Der Vorfall ist Teil der groß angelegten Kampagne „Mini Shai-Hulud", die in dieser Woche hunderte npm- und PyPI-Pakete kompromittierte. Der Angriff richtete sich zunächst gegen Pakete von TanStack und Mistral AI und breitete sich über gestohlene CI/CD-Zugangsdaten und legitime Arbeitsabläufe auf weitere Projekte aus, darunter UiPath, Guardrails AI und OpenSearch.
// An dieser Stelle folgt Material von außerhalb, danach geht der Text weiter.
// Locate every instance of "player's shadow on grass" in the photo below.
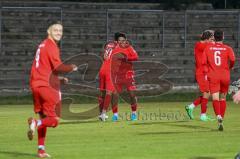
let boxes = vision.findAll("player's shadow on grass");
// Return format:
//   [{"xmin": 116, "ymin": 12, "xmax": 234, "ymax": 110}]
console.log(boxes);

Forscher von Socket und Aikido verfolgten letztlich hunderte kompromittierte Pakete, die über reguläre Paketquellen verteilt wurden.

Laut der Aufarbeitung von TanStack nutzten die Angreifer Schwächen in den GitHub-Actions-Abläufen und der CI/CD-Konfiguration des Projekts aus, um schädlichen Code auszuführen, Tokens aus dem Speicher zu extrahieren und über die reguläre Veröffentlichungspipeline schädliche Pakete zu publizieren. Auf diese Weise konnten sie manipulierte Paketversionen direkt über legitime Releases verbreiten, wobei die Pakete echt wirkten.

Die in der Kampagne eingesetzte Schadsoftware Mini Shai-Hulud zielte auf den Diebstahl von Entwickler- und Cloud-Zugangsdaten, darunter GitHub-Tokens, npm-Publish-Tokens, AWS-Anmeldedaten, Kubernetes-Secrets, SSH-Schlüssel und .env-Dateien. Sicherheitsforscher zufolge nistete sie sich zudem dauerhaft auf Entwicklersystemen ein, indem sie Claude-Code-Hooks und VS-Code-Auto-Run-Tasks veränderte und so eine Entfernung der Pakete überdauerte. Über gestohlene GitHub- und npm-Zugangsdaten kompromittierte die Malware Maintainer-Konten, schleuste schädliche Nutzlasten in Paket-Archive ein und veröffentlichte neue trojanisierte Paketversionen.

Microsoft Threat Intelligence berichtete zudem, dass die Kampagne ein Linux-Werkzeug zum Datendiebstahl startete, das auf Systeme mit russischsprachiger Software abzielte. Die Schadsoftware enthielt außerdem eine zerstörerische Sabotagekomponente, die auf einigen israelischen oder iranischen Systemen zufällig einen rekursiven Löschbefehl ausführte.

OpenAI ordnet den Vorfall einem wachsenden Trend zu, bei dem Angreifer für möglichst breite Wirkung die Software-Lieferkette ins Visier nehmen statt einzelner Unternehmen. Moderne Software beruhe auf einem eng verflochtenen Ökosystem aus Open-Source-Bibliotheken, Paketmanagern und CI/CD-Infrastruktur, sodass sich eine vorgelagert eingebrachte Schwachstelle schnell und weitreichend über Organisationen hinweg ausbreiten könne.